We want to share more details with our customers and readers on the internet outages that occurred on the 20th of August 2021 and what we are doing to prevent these from happening again.
Incident
August 20th, at 8:12 UTC, our systems detected increased requests latency and total outage of one of our major nodes responsible for processing validation, redemption, and publication API methods. The node manages the customers, orders, vouchers, redemptions entities, and all operations related to them. This incident affected only tenants using the AS1 cluster (Singapore, Asia).
Impact on our customers
We saw a big increase in our 50Xs errors. Specifically, the 503 HTTP error indicates that our servers are unavailable. In this case, replicas of one of our services went down and didn’t restore properly after an automatic restart. As a result, the API hosted on the AS1 cluster ended up in the loop of restarting pods. That caused increased latency and possible request timeouts, which ultimately resulted in reduced availability for part of the API calls.

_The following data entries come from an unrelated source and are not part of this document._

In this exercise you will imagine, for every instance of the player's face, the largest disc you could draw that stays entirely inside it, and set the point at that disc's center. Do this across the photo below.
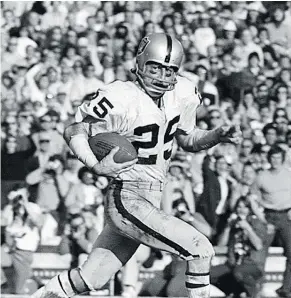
(160, 77)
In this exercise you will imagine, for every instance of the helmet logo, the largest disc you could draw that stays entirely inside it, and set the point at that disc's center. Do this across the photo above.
(143, 44)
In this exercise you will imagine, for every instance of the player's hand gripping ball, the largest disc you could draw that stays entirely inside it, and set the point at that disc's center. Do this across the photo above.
(102, 143)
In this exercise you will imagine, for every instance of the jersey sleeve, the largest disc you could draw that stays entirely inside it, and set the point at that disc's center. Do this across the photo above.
(190, 99)
(106, 111)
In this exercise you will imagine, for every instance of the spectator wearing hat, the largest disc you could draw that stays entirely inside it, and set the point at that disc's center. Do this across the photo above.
(204, 36)
(247, 46)
(273, 187)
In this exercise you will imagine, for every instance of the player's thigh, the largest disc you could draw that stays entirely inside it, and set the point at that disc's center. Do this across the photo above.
(138, 218)
(110, 252)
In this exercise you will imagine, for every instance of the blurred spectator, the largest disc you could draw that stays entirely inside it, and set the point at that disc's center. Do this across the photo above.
(247, 240)
(77, 238)
(214, 202)
(279, 31)
(270, 133)
(13, 166)
(22, 221)
(52, 188)
(72, 168)
(86, 192)
(273, 187)
(179, 185)
(56, 141)
(247, 46)
(204, 36)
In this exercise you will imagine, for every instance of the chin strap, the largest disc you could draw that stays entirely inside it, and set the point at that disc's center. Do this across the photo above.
(154, 89)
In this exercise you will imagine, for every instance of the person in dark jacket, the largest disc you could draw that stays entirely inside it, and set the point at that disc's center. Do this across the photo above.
(13, 166)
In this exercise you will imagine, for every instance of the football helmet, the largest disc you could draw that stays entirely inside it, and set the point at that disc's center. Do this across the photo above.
(164, 50)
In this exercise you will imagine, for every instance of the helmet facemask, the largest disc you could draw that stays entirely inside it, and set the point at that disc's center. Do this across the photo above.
(158, 60)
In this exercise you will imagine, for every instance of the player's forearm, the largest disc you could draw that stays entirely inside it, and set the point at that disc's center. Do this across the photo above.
(76, 136)
(198, 139)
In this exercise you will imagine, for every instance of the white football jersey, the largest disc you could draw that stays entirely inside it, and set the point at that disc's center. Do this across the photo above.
(124, 108)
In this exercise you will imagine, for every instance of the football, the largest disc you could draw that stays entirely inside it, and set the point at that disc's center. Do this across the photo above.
(102, 143)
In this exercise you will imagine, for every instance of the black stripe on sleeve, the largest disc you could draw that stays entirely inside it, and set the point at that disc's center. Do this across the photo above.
(169, 48)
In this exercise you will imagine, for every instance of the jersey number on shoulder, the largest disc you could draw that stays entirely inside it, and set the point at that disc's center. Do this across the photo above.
(154, 130)
(101, 110)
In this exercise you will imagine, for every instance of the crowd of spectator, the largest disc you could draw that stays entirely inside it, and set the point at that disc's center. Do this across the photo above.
(56, 54)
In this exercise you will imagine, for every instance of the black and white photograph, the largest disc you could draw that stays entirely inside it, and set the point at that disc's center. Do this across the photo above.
(146, 149)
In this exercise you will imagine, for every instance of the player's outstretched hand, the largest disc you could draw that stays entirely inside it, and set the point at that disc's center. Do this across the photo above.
(108, 167)
(231, 134)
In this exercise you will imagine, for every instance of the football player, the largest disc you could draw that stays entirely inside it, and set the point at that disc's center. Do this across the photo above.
(150, 112)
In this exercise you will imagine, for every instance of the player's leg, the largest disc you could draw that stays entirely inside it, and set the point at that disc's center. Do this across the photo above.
(110, 252)
(137, 217)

A number of the redemption API requests didn't go through because of this issue.
Source of the problem
One of our customers leveraging an account hosted on the AS1 cluster suddenly started sending a massive count of API calls. Unfortunately, the count of calls was overwhelming the limit allocated to his account, and our rate-limiter implemented in the API gateway didn't act properly.

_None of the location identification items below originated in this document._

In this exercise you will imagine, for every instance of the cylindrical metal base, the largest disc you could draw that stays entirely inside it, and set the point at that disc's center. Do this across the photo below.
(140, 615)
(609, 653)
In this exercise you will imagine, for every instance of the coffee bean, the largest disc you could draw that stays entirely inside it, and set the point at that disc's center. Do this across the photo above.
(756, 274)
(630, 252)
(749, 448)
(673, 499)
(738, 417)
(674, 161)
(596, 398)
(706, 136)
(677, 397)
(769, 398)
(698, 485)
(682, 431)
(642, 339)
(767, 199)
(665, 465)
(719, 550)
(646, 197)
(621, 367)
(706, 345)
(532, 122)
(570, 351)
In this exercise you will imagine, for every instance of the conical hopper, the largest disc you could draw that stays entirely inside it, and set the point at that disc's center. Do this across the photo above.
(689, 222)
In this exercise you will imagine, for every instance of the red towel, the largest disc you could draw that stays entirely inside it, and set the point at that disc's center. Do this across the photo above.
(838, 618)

The customer was always invoking the same API method. Unfortunately, for that path used by that customer, we had a bug in the API gateway (service which, among others, is responsible for controlling authentification and rate-limiting), resulting in a memory leak affecting the API gateway.
At the same time, our auto-scaling mechanism reacted too late and didn't set up additional resources as fast as was required.
Improvements
First of all, we have manually rescaled the resources to improve the responsiveness of our API gateway. The main problem was mitigated after that action. However, it was just a temporary solution, and our primary goal was to solve the memory leak issue as soon as possible. We had released the final improvement within 4 hours after the problem occurrence. We fully solved the problem at 12 pm UTC.
In the meantime, we reached out to a customer who was abusing API to notify him about incorrect integration.
As an ultimate improvement, we reconfigured the autoscaling mechanism on the AS1 cluster. After a couple of tests, we identified a proper set of parameters that should help us to react in similar cases in the future to keep the API gateway alive for a reasonable time window after recognizing the potential (memory leak) issue.
Summary
We understand how critical our infrastructure is for our customers’ businesses, and so we will continue to move towards completely automated systems to deal with this type of incident. Our goal is to minimize disruptions and outages for our customers regardless of the origin of the issue.